Exploration of the anti-hyperuricemia effect of TongFengTangSan (TFTS) by UPLC-Q-TOF/MS-based non-targeted metabonomics

TongFengTangSan (TFTS) is a commonly used Tibetan prescription for gout treatment. Previously, TFTS (CF) was confirmed to have a significant uric acid-lowering effect. However, the anti-hyperuricemia mechanisms and the main active fractions remain unclear. The current study aimed to investigate the anti-hyperuricemia mechanism using metabolomics and confirm the active CF fraction.

CF and CF60 could exert an anti-hyperuricemia effect by regulating the abnormal purine metabolism because of hyperuricemia while improving intestinal and renal function. CF60 could be the main active fraction of TFTS.

The hyperuricemia model was established through intraperitoneal injection containing 100 mg/kg potassium oxonate and 150 mg/kg hypoxanthine by gavage. We used serum uric acid (sUA), creatinine (CRE), blood urea nitrogen (BUN), xanthine oxidase (XOD) activity, interleukin-6 (IL-6) and interleukin-1β (IL-1β) as indicators to evaluate the efficacy of CF and the four fractions (SX, CF30, CF60, and CF90). The anti-hyperuricemia mechanism of CF was considered through non-targeted metabolomics depending on the UPLC-Q-TOF-MS technology. Principle component analysis (PCA) and orthogonal partial least squares-discriminant analysis (OPLS-DA) helped explore the potential biomarkers in hyperuricemia. Moreover, the differential metabolites and metabolic pathways regulated by CF and four fractions were also assessed.

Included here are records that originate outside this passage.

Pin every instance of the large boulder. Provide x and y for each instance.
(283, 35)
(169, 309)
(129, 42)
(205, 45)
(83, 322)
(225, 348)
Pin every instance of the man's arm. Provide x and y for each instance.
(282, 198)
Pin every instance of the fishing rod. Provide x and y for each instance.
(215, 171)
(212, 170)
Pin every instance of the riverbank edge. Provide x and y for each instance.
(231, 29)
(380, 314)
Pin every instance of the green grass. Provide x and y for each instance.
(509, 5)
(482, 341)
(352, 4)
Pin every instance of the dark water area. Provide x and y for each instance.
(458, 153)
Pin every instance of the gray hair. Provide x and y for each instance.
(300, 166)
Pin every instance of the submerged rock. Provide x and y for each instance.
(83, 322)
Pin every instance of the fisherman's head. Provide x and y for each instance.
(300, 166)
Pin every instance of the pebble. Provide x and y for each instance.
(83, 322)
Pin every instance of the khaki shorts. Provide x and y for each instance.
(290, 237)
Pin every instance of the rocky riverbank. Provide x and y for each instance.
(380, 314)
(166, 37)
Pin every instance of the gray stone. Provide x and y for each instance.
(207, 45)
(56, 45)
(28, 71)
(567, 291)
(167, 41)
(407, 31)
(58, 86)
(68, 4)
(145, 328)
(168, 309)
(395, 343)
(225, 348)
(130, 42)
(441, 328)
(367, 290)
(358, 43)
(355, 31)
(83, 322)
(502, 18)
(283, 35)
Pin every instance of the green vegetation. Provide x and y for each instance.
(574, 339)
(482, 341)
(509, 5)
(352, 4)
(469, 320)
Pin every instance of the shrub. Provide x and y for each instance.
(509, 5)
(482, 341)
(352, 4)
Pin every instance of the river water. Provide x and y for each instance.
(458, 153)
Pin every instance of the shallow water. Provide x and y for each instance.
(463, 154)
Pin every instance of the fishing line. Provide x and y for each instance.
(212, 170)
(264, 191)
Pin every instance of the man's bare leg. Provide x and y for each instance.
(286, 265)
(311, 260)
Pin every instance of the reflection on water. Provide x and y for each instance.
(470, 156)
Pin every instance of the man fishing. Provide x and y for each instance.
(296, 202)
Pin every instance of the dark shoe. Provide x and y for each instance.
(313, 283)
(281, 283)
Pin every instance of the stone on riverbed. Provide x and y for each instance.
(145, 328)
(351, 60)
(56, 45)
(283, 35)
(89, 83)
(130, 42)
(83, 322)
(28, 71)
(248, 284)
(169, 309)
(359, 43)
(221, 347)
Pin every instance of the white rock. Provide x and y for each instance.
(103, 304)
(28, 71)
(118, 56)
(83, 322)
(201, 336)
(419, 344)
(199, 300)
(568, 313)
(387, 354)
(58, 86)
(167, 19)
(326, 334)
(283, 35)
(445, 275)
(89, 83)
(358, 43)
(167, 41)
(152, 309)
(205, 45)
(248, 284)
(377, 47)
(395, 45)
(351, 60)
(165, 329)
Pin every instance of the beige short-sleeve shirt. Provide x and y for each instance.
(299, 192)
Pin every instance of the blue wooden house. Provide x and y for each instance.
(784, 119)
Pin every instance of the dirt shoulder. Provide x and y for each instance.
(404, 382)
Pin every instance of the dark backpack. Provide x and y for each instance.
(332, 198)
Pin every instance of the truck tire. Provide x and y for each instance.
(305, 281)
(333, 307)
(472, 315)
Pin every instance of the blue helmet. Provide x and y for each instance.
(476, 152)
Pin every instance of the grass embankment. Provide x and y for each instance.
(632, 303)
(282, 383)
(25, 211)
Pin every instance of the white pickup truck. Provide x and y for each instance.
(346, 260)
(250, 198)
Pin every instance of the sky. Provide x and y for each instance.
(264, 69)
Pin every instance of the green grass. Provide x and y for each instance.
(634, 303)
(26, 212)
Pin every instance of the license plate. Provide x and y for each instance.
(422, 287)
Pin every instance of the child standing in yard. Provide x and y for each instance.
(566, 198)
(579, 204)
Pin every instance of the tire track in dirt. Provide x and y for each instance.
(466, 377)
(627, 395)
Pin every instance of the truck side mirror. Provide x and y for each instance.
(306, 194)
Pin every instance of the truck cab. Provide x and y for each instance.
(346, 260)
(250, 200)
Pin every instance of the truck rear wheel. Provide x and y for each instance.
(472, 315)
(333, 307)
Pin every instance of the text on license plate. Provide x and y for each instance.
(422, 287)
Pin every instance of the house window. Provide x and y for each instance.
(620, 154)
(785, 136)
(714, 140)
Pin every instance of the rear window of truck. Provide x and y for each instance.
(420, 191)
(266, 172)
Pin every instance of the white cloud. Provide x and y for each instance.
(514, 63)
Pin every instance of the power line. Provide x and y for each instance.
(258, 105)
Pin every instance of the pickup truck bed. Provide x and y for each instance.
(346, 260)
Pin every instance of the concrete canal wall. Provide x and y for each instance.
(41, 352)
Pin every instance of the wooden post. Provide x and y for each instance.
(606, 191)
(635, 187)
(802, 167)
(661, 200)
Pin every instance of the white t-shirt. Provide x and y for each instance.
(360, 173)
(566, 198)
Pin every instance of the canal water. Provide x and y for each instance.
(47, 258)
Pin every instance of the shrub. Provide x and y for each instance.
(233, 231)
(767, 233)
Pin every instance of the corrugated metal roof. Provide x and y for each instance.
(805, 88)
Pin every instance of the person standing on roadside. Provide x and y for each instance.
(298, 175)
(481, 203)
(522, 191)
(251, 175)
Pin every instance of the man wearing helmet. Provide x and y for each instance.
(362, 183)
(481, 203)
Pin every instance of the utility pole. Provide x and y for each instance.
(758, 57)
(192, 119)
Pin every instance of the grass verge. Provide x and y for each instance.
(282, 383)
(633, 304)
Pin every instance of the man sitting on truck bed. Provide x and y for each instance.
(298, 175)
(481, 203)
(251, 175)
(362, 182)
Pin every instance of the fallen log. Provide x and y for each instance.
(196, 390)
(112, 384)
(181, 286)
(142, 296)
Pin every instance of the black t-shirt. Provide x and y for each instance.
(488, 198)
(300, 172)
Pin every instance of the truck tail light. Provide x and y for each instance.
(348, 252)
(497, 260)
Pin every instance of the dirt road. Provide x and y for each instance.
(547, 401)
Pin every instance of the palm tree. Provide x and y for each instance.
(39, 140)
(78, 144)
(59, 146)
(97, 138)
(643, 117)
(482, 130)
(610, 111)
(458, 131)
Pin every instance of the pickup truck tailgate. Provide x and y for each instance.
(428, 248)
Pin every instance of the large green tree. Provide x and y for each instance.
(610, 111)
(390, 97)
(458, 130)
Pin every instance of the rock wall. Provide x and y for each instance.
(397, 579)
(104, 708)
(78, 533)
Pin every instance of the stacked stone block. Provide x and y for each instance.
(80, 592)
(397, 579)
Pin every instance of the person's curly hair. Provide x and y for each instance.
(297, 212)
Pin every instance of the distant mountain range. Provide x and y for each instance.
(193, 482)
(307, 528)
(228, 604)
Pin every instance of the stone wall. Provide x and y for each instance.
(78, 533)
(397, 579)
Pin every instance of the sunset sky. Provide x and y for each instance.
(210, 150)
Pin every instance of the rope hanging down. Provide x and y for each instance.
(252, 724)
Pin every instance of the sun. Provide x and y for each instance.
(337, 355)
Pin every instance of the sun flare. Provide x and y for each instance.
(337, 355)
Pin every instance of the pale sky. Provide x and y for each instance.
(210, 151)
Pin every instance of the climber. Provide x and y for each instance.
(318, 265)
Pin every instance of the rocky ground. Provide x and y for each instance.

CF revealed a significant anti-hyperuricemia effect by down-regulating the level of sUA, sCRE, sIL-1β, and XOD. SX, CF30, CF60, and CF90 differed in the anti-hyperuricemia effect. Only CF60 significantly lowered the sUA level among the four fractions, and it could be the main efficacy fraction of TFTS. Forty-three differential metabolites were identified in hyperuricemia rats from plasma and kidney. Pathway analysis demonstrated that seven pathways were disrupted among hyperuricemia rats. CF reversed 19 metabolites in hyperuricemia rats and exerted an anti-hyperuricemia effect by regulating purine metabolism. CF60 was the main active fraction of TFTS and exerted a similar effect of CF by regulating purine metabolism. Conclusions: CF and CF60 could exert an anti-hyperuricemia effect by regulating the abnormal purine metabolism because of hyperuricemia while improving intestinal and renal function. CF60 could be the main active fraction of TFTS.